The memory of Microsoft's Tay fiasco was strong around the time the brain team started playing with chatbots.

  • Google was catastrophically traumatized throughout the org when they had that photos AI mislabel black people as gorillas. They turned the safety and caution knobs up to 12 after that for years, really until OpenAI came along and ate their lunch.

    • It still haunts them.
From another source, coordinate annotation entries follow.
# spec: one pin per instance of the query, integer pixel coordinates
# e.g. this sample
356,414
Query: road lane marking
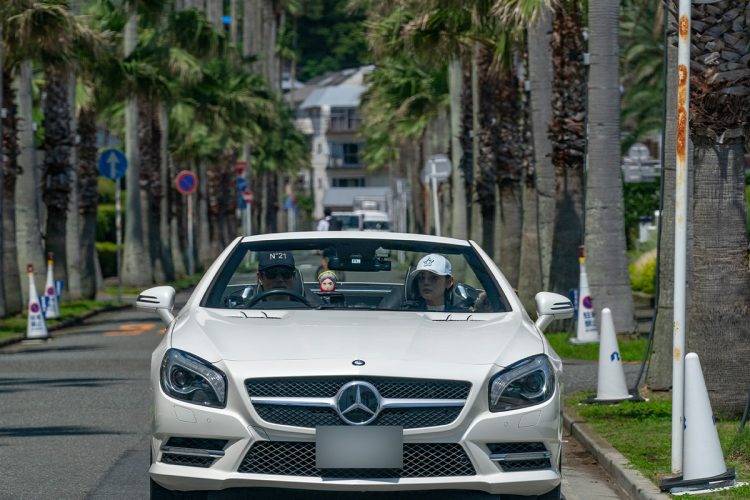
131,329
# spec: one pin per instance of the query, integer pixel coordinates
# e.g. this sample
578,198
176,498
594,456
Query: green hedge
107,258
643,273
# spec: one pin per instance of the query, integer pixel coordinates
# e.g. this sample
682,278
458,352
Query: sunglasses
274,273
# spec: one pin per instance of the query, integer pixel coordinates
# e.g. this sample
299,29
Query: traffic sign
112,164
438,167
186,182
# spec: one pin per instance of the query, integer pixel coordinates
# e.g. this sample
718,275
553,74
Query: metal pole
680,236
436,208
191,263
118,238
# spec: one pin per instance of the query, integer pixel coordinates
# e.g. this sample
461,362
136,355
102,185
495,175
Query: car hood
215,335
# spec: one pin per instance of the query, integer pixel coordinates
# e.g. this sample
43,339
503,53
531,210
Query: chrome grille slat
298,459
388,387
310,401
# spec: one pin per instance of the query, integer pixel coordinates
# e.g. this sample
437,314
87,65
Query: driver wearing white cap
434,280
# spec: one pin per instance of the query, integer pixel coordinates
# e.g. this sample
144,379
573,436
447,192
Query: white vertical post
191,263
435,205
118,238
680,235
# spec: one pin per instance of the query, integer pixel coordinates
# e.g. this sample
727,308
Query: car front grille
327,387
408,418
298,459
411,390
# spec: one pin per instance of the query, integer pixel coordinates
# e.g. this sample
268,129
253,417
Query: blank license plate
344,447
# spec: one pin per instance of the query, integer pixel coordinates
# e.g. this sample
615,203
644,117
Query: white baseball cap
436,264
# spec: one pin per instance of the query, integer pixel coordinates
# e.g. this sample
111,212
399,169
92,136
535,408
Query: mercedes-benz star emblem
358,403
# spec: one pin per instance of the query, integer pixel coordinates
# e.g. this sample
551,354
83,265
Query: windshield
376,225
346,274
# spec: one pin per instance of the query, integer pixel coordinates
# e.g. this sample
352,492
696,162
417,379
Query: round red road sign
186,182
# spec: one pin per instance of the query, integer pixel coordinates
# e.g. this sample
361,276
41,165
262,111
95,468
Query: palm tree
605,245
540,101
720,107
14,301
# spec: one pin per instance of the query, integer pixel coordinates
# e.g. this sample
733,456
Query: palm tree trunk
89,200
147,161
164,193
606,256
177,227
488,131
14,300
28,220
475,224
458,189
540,74
204,235
133,272
568,144
73,229
57,154
718,328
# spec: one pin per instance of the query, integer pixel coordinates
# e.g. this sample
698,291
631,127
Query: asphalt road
75,417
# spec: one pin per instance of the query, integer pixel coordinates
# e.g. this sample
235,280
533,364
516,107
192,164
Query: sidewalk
580,376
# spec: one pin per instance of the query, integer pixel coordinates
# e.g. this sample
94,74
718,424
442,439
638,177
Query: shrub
107,252
643,273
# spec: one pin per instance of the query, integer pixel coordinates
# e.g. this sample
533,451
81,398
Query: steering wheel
270,293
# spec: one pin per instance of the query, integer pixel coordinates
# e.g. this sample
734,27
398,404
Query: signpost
112,164
436,170
186,183
248,197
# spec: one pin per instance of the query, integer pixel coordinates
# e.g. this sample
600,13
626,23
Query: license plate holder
355,447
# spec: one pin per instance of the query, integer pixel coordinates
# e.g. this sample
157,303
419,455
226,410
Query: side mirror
551,306
159,299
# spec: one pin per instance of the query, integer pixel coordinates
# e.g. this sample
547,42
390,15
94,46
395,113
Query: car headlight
189,378
529,382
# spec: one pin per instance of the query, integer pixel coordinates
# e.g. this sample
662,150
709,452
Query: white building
328,112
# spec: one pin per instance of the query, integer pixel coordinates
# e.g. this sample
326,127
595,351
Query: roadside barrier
586,325
52,305
36,327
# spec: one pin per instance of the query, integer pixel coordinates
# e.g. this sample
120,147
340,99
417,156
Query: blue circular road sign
112,164
186,182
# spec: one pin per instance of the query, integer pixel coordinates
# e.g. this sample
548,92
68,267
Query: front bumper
475,432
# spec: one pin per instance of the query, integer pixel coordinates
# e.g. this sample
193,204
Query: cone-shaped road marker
703,464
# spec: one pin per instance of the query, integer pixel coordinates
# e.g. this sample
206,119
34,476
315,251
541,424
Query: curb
632,482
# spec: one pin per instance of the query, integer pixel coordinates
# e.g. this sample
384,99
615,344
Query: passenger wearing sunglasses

Even in the brand-new Gemini-based rework of Photos search and image recognition, "gorilla" is a completely blacklisted word.

Bard was horrible compared to the competition of the time.

Gemini 1.0 was strictly worse than GPT-3.5 and was unusable due to "safety" features.

Google followed that up with 1.5 which was still worse than GPT-3.5 and unbelievably far behind GPT-4. At this same time Google had their "black nazi" scandals.

With Gemini 2.0 finally had a model that was at least useful for OCR and with their fash series a model that, while not up to par in capabilities, was sufficiently inexpensive that it found uses.

Only with Gemini-2.5 did Google catch up with SoTA. It was within "spitting distance" of the leading models.

Google did indeed drop the ball, very, very badly.

I suspect that Sergey coming back helped immensely, somehow. I suspect that he was able to tame some of the more dysfunctional elements of Google, at least for a time.

oh they were so late there were internal leaked ('leaked'?) memos about a couple grad students with $100 budget outdoing their lab a couple years ago. they picked themselves up real nice, but it took a serious reorg.